A tutorial for microbial genome-scale metabolic modelling: [3] understanding the SBML format

The systems biology markup language (SBML) is a community-driven, software and platform independent standard for expressing and exchanging systems models between different simulation and analysis software. It is defined using the unified modelling language (UML) and represented using the extensible markup language (XML)1. The SBML does not aim to produce model files that can be readily read by humans, but to provide different software with a unified medium for exchanging models. Each piece of software can then translate imported models into its own internal format1. It is important to understand the SBML for metabolic modelling and engineering because this data language has quickly become the most popular standard of model files since its first publication in 20031.

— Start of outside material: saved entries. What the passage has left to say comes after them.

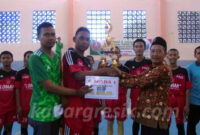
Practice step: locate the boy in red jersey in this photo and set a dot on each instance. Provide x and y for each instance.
(137, 66)
(7, 96)
(117, 107)
(75, 68)
(23, 93)
(179, 90)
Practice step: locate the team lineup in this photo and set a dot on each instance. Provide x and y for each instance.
(48, 93)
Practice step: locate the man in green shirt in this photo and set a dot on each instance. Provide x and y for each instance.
(59, 46)
(45, 73)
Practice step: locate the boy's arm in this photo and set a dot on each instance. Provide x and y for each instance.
(187, 102)
(17, 98)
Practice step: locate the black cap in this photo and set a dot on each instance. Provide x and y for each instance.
(160, 41)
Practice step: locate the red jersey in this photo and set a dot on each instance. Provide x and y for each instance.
(72, 63)
(7, 94)
(180, 82)
(23, 82)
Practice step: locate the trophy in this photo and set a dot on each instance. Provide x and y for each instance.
(109, 48)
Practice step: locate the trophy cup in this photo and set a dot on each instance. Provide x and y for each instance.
(108, 48)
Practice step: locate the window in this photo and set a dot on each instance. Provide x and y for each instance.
(40, 17)
(96, 20)
(9, 27)
(134, 24)
(189, 27)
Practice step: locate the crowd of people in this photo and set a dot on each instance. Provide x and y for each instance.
(48, 93)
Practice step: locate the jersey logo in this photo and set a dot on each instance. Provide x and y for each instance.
(180, 76)
(175, 86)
(80, 63)
(145, 68)
(25, 77)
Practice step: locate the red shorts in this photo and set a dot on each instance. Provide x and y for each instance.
(134, 99)
(23, 119)
(178, 103)
(7, 117)
(116, 108)
(81, 122)
(76, 126)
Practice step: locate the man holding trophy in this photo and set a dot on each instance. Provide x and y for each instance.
(75, 68)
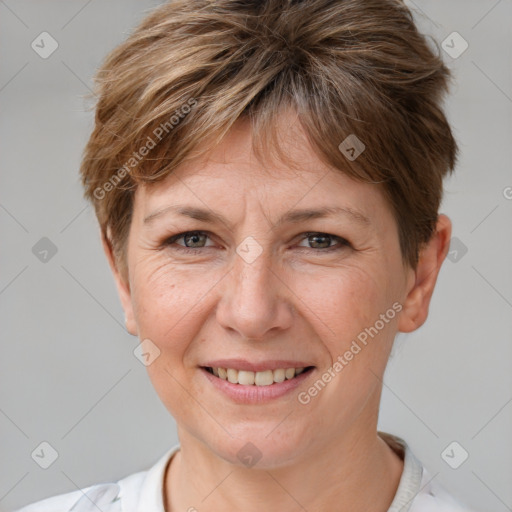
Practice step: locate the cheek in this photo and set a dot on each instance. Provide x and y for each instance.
(167, 304)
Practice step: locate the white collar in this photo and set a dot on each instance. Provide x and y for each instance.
(143, 491)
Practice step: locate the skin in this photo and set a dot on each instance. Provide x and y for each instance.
(295, 301)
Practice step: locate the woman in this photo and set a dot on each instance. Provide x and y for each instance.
(267, 178)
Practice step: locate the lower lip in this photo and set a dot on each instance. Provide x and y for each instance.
(256, 394)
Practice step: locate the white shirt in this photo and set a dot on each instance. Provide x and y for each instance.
(144, 491)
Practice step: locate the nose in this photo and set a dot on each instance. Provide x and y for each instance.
(255, 300)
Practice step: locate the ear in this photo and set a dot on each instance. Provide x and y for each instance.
(122, 284)
(422, 281)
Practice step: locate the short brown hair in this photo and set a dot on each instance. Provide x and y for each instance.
(347, 67)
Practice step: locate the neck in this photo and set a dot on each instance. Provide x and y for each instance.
(356, 473)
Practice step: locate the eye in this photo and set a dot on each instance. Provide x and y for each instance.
(323, 241)
(193, 238)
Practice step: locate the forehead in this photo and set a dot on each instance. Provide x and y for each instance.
(230, 177)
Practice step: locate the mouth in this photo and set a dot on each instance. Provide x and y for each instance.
(269, 377)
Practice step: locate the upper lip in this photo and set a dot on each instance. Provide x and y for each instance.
(251, 366)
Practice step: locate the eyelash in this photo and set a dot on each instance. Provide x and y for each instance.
(193, 250)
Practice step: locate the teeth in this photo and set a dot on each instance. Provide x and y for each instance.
(264, 378)
(233, 376)
(245, 378)
(279, 375)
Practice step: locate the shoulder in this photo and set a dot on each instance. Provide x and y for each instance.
(433, 497)
(105, 496)
(137, 492)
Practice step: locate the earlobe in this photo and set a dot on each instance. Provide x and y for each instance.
(122, 284)
(422, 281)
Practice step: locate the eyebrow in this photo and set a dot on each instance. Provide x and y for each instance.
(291, 217)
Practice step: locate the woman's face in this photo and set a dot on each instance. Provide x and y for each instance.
(265, 288)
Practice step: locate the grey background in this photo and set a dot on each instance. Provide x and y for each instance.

1. Incremental updates of SBML

The SBML community adopts an incremental strategy to define and update the language in order to maintain its stability and compatibility between different releases. As a result, SBML releases form an interconnected hierarchy, which is distinct to images that are created from independent layers. At the basis of this hierarchy, lays the first SBML release — SBML Level 1, published in 20031. I will be focusing on drawing an outline of this level hereafter. Readers are advised to read the article by Hucka et al. for detailed definitions of this level.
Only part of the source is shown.